Milwaukee gets first peer-run respite

The first peer-run respite in Milwaukee opened Tuesday, bringing a new model of mental health support to the city.

Milwaukee County residents with mental health or substance abuse challenges can stay at Parachute House for up to a week at a time.

The respite, which is staffed by people in recovery, provides wellness activities and connections to community supports. It’ll be able to serve up to five people at once.

“It’s for individuals who are in need of extra support,” said Nora Hitchcock, executive director of Our Space, a community living support service that runs the facility.

Parachute House is “a quiet space where they can relax, pause and reset themselves,” she said.

A stay at the facility could avoid more stressful and expensive interventions like the emergency room, Hitchcock said. The facility doesn’t provide clinical support, she added.

The respite is a Victorian house built in the late 1880s, located just north of downtown Milwaukee. The home still had gas light fixtures when renovations started.
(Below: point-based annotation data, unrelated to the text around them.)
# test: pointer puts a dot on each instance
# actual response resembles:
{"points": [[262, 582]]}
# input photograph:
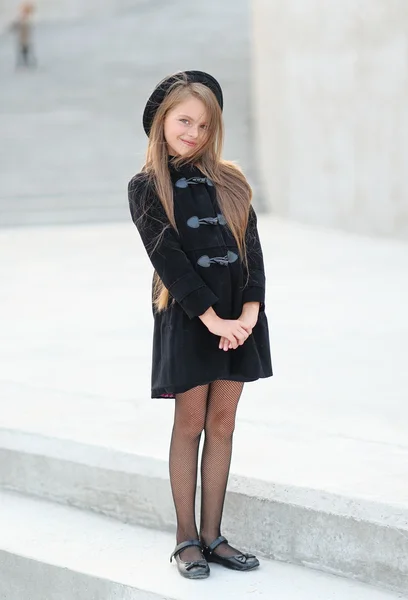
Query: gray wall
{"points": [[330, 101]]}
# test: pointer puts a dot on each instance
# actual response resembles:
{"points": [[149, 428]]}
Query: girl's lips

“I fell in love with this house immediately and didn’t realize how much work it was going to be,” she said. “But it’s definitely been worth it.”

The state has provided funding for three peer-run respites in Appleton, Madison and Menomonie. As of December, more than 1,000 people have stayed at them.

In Parachute House’s case, Milwaukee County stepped in to provide $400,000 a year to support its operations. The county also provided $200,000 to get the facility started.

“This was something the community wanted,” said Milwaukee County Behavioral Health Division Administrator Mike Lappen. “We’re just thrilled.”

The state’s current budget allocated funding for a separate peer-run respite in the Milwaukee area to serve veterans, which has yet to open.

Department of Health Services spokeswoman Elizabeth Goodsitt said they expect to have a contract signed with the selected vendor by the end of the month.